DIYbanter

DIYbanter (https://www.diybanter.com/)
-   Metalworking (https://www.diybanter.com/metalworking/)
-   -   Copy a website (https://www.diybanter.com/metalworking/259089-copy-website.html)

Gunner Asch[_4_] August 31st 08 02:11 AM

Copy a website
 
www.httrack.com/

Been using it for years. Works on MOST websites, though not all.

Gunner

"Confiscating wealth from those who have earned it, inherited it,
or got lucky is never going to help 'the poor.' Poverty isn't
caused by some people having more money than others, just as obesity
isn't caused by McDonald's serving super-sized orders of French fries
Poverty, like obesity, is caused by the life choices that dictate
results." - John Tucci,

Ignoramus4791 August 31st 08 03:10 AM

Copy a website
 
On 2008-08-31, Gunner Asch wrote:
www.httrack.com/

Been using it for years. Works on MOST websites, though not all.

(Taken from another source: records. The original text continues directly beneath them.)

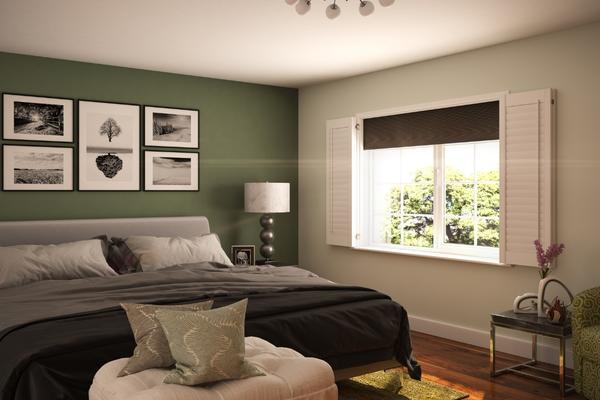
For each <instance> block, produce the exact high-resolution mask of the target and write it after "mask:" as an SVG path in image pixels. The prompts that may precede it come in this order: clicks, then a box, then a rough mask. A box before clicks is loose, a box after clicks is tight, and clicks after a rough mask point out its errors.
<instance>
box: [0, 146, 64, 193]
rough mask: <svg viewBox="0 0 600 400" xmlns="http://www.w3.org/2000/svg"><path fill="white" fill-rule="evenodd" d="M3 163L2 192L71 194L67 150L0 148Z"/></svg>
mask: <svg viewBox="0 0 600 400" xmlns="http://www.w3.org/2000/svg"><path fill="white" fill-rule="evenodd" d="M2 159H3V167H4V168H3V176H2V188H3V190H8V191H11V190H13V191H20V190H39V191H55V190H56V191H60V190H62V191H71V190H73V149H72V148H70V147H40V146H13V145H3V146H2Z"/></svg>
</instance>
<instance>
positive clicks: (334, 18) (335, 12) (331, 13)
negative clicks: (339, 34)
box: [325, 2, 342, 19]
mask: <svg viewBox="0 0 600 400" xmlns="http://www.w3.org/2000/svg"><path fill="white" fill-rule="evenodd" d="M341 12H342V10H341V9H340V6H338V5H337V4H335V2H334V3H333V4H332V5H330V6H328V7H327V9H326V10H325V15H327V18H329V19H335V18H337V17H339V15H340V13H341Z"/></svg>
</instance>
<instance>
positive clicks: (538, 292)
mask: <svg viewBox="0 0 600 400" xmlns="http://www.w3.org/2000/svg"><path fill="white" fill-rule="evenodd" d="M552 282H555V283H557V284H558V285H560V286H562V287H563V288H564V289H565V291H566V292H567V294H568V295H569V302H570V303H572V302H573V294H572V293H571V291H570V290H569V289H568V288H567V287H566V286H565V284H564V283H562V282H561V281H560V280H558V279H556V278H550V277H546V278H544V279H542V280H540V283H539V284H538V298H537V306H538V317H545V316H546V311H547V310H548V308H549V306H550V303H549V302H548V301H546V300H545V299H544V297H545V295H546V288H547V287H548V285H549V284H550V283H552ZM546 306H548V307H546Z"/></svg>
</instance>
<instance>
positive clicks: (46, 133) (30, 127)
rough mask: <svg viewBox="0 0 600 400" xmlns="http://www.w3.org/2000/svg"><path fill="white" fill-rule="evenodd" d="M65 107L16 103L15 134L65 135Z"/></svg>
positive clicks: (52, 135)
mask: <svg viewBox="0 0 600 400" xmlns="http://www.w3.org/2000/svg"><path fill="white" fill-rule="evenodd" d="M64 128H65V124H64V107H63V106H62V105H61V104H43V103H29V102H21V101H15V103H14V132H15V134H19V135H52V136H62V135H64Z"/></svg>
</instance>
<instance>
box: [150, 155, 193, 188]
mask: <svg viewBox="0 0 600 400" xmlns="http://www.w3.org/2000/svg"><path fill="white" fill-rule="evenodd" d="M144 158H145V164H144V167H145V168H144V171H145V180H144V187H145V190H147V191H198V153H179V152H166V151H145V152H144Z"/></svg>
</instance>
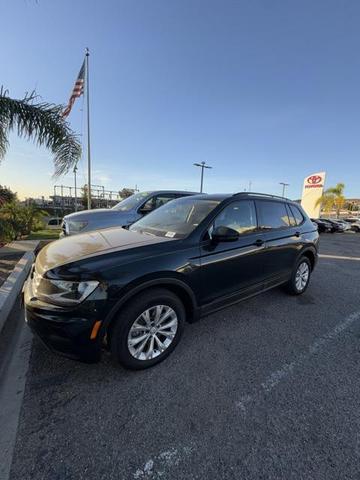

If you try downloading my website algebra.com, you will get into an
infinite recursion through millions of pages. That's why I prevent
most such bots from accessing my site. This would work only on very
simple sites.

--
Due to extreme spam originating from Google Groups, and their inattention
to spammers, I and many others block all articles originating
from Google Groups. If you want your postings to be seen by
more readers you will need to find a different means of
posting on Usenet.
http://improve-usenet.org/

Martin H. Eastburn August 31st 08 05:07 AM

Copy a website
 
Some bots as you say - limit to 1 or 2 or 3 levels deep only.

Martin
Martin H. Eastburn
@ home at Lions' Lair with our computer lionslair at consolidated dot net
TSRA, Endowed; NRA LOH & Patron Member, Golden Eagle, Patriot's Medal.
NRA Second Amendment Task Force Charter Founder
IHMSA and NRA Metallic Silhouette maker & member.
http://lufkinced.com/


Ignoramus4791 wrote:
On 2008-08-31, Gunner Asch wrote:
www.httrack.com/

Been using it for years. Works on MOST websites, though not all.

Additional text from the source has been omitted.